Yatağa sırt üstü uzanıyorum, ellerim kafamın hemen arkasında. Kalbim sağ kulağımda atıyor. Düşüncelerim akan bir ırmak gibi, sürekli beynim yıkanıyor ve çalkalanıyor. Kulaklarım kalp atışlarımı duyamaz oluyor ve uğuldamaya başlıyor. Benliğim suya düşüyor, su katrana dönüşüyor. Ben usulca sahneden çekiliyorum. Eğilip seyirciyi selamlıyorum, tam o anda belimden ortadan ikiye çat diye ayrılıyorum ve ansızın uyanıyorum. Kafamın içi karanlık ama odanın sağ köşesi, sokak lambasından yansıyan ışık sayesinde hafif loş. Pencerenin perdeleri örtülü ama yine de karanlık ve sessizlik odayı doldurmuş. Saat beşe bir var ve ben yine uykuyla uyanıklık arasında mekik dokuyorum. Yorgunum. Benliğimi yastığın kenarına bırakıp bir an önce uyumam lazım ama yapamıyorum.
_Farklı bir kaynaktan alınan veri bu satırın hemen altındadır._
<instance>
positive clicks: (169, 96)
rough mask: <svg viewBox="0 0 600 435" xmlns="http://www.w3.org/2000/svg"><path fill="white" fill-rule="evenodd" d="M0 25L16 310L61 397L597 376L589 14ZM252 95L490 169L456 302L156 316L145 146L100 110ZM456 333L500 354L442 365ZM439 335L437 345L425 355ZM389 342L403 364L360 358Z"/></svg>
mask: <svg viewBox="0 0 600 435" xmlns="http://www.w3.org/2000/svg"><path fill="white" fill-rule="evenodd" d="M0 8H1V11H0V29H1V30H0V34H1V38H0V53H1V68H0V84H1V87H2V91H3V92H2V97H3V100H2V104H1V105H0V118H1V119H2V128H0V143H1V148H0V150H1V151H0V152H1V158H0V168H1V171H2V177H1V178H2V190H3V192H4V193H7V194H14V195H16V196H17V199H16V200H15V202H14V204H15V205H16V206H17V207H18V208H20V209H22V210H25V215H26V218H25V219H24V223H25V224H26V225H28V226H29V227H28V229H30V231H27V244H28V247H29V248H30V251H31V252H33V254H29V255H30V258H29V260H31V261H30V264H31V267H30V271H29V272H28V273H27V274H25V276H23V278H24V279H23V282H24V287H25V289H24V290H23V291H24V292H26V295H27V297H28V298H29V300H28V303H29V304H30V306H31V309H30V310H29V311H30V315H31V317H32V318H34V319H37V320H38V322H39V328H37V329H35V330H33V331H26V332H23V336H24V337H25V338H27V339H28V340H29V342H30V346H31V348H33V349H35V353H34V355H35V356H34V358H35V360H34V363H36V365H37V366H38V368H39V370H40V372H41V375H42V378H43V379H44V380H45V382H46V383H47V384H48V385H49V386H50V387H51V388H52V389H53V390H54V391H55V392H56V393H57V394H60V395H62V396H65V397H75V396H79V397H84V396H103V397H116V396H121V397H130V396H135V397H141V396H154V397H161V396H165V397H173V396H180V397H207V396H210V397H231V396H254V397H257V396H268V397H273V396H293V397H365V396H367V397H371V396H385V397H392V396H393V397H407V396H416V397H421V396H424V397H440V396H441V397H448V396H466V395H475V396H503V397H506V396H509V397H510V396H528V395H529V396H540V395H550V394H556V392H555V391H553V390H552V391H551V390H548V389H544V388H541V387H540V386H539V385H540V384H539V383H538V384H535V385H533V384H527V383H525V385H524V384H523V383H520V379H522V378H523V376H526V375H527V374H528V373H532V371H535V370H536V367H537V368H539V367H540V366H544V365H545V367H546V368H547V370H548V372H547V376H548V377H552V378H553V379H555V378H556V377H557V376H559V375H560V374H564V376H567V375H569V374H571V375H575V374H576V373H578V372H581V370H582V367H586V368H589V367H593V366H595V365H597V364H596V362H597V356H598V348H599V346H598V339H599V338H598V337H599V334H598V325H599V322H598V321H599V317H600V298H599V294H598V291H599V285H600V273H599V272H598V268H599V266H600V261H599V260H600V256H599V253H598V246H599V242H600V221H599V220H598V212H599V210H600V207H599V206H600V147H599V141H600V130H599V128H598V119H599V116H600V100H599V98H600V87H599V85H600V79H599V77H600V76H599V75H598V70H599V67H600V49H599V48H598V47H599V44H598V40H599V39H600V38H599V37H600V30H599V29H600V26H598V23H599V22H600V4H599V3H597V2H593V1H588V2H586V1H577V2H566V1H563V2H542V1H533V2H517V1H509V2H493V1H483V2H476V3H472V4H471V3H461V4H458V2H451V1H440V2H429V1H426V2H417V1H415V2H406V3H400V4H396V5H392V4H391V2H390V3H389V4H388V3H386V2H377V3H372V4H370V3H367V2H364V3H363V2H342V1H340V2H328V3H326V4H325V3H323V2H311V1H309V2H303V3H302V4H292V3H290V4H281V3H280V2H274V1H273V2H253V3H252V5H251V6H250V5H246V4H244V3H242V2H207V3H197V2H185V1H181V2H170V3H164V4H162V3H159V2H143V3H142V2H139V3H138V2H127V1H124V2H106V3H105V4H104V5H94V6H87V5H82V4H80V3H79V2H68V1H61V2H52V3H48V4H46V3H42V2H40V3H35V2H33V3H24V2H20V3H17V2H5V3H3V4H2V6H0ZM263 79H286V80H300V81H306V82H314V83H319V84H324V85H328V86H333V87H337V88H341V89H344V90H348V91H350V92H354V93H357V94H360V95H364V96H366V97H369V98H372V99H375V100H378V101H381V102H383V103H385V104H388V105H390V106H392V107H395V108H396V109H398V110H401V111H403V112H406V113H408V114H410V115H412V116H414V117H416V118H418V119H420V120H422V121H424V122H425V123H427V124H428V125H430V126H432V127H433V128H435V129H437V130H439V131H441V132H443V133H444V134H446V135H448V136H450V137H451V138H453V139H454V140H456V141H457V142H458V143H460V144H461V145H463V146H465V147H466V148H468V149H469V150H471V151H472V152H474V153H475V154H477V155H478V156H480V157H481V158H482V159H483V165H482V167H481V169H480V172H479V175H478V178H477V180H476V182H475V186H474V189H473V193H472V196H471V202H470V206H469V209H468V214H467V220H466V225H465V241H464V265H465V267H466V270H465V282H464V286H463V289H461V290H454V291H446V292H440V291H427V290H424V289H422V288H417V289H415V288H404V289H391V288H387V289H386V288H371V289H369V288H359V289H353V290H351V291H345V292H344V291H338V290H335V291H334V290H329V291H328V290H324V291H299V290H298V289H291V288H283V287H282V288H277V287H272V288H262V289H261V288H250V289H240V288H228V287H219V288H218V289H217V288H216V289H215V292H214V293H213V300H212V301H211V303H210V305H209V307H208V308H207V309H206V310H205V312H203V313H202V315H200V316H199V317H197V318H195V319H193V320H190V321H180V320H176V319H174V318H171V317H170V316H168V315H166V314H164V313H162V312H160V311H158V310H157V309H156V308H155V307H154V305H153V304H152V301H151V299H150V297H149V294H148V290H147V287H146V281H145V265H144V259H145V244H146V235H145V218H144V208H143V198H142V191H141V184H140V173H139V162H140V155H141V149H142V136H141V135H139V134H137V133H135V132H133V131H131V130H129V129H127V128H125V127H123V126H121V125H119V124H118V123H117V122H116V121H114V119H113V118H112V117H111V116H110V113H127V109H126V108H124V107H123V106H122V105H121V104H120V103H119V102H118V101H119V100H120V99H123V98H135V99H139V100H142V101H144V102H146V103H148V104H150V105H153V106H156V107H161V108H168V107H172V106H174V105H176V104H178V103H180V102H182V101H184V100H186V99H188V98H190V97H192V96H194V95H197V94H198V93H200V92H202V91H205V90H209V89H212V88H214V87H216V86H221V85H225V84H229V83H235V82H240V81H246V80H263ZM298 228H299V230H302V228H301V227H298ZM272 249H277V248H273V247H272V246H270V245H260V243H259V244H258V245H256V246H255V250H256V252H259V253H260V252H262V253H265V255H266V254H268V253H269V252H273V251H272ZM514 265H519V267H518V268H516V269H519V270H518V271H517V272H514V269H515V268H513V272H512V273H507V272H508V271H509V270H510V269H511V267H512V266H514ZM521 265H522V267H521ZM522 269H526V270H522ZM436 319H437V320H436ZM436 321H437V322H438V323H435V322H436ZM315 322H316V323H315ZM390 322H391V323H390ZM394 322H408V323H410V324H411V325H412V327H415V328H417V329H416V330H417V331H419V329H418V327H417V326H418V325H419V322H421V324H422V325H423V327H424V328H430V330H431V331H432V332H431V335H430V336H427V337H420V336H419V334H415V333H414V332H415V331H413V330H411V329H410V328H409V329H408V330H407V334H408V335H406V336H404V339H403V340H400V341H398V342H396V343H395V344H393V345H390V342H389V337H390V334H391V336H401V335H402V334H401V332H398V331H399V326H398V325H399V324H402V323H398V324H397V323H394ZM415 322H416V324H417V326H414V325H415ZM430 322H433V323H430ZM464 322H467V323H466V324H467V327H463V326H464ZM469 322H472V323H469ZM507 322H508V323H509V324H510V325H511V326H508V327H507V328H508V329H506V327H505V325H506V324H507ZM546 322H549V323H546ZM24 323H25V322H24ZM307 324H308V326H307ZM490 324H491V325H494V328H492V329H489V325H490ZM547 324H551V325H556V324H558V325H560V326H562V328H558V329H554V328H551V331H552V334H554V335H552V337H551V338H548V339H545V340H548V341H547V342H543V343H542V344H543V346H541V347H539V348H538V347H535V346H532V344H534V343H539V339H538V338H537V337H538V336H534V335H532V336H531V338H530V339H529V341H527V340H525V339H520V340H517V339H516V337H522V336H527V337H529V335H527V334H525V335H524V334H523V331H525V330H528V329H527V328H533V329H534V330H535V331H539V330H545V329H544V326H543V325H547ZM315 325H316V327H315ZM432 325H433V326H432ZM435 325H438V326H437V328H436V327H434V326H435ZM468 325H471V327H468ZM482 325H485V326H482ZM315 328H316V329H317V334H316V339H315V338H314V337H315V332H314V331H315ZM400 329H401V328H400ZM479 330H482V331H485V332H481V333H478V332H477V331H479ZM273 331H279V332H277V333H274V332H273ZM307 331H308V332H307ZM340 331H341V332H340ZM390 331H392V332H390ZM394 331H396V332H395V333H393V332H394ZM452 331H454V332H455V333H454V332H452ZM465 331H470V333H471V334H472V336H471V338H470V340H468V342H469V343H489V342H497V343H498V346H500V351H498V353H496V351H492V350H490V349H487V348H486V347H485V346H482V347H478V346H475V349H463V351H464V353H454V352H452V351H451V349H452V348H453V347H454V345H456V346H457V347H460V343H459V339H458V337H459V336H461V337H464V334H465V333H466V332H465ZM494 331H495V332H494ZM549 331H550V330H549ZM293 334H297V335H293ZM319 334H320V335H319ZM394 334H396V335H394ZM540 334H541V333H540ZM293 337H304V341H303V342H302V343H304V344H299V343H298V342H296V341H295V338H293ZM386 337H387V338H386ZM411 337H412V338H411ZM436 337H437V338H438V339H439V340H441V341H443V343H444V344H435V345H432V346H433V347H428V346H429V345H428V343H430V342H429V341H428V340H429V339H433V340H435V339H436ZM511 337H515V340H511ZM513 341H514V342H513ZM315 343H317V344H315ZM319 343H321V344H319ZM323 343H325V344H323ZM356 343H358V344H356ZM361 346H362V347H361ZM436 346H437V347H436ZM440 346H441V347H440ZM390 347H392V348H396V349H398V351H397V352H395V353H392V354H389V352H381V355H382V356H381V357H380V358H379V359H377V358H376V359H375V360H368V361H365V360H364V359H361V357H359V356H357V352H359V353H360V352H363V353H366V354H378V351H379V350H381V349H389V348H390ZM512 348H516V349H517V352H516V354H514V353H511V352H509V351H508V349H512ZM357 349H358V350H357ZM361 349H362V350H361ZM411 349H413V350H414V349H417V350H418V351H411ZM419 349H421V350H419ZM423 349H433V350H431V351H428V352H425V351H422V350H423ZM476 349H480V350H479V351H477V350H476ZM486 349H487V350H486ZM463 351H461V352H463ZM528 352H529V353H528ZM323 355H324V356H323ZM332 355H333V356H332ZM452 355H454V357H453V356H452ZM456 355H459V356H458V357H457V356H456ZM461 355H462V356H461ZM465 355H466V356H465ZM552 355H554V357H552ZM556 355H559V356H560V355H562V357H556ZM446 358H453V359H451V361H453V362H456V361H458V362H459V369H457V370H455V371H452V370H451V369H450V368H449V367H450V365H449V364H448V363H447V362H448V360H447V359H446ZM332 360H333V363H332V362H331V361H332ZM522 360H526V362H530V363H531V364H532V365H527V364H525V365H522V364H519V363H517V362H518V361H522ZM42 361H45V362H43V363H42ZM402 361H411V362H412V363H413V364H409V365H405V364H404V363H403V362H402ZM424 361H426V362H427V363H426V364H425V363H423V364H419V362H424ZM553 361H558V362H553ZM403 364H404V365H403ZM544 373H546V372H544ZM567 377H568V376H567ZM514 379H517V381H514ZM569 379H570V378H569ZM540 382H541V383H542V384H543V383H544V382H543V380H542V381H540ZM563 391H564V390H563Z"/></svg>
Kafamı ellerimde taşımışım da ağırlığından tutulmuşum sanki.

O da ne? Gözlerim kapanıyor, uykuya geçiş yapıyorum. Tam uyuyacağım, yine uyandırılıyorum. Uyuyormuşum, uyuyacağımı sanırken. Uyurken de aslında uyanıkmışım. Yine garip bir döngü. Hiç uyumamış gibiyim ama uyudum, bunu biliyorum. Ya da uyanık mıydım uyurken? Diyorum ya size, çok yorgunum. Ve kafama kurşun yemiş gibiyim. Gidip uyumam lazım. Uyumalıyım. Ama önce uyanmam lazım. Uyanmalıyım. En iyisi uyuyayım, uyanmadan.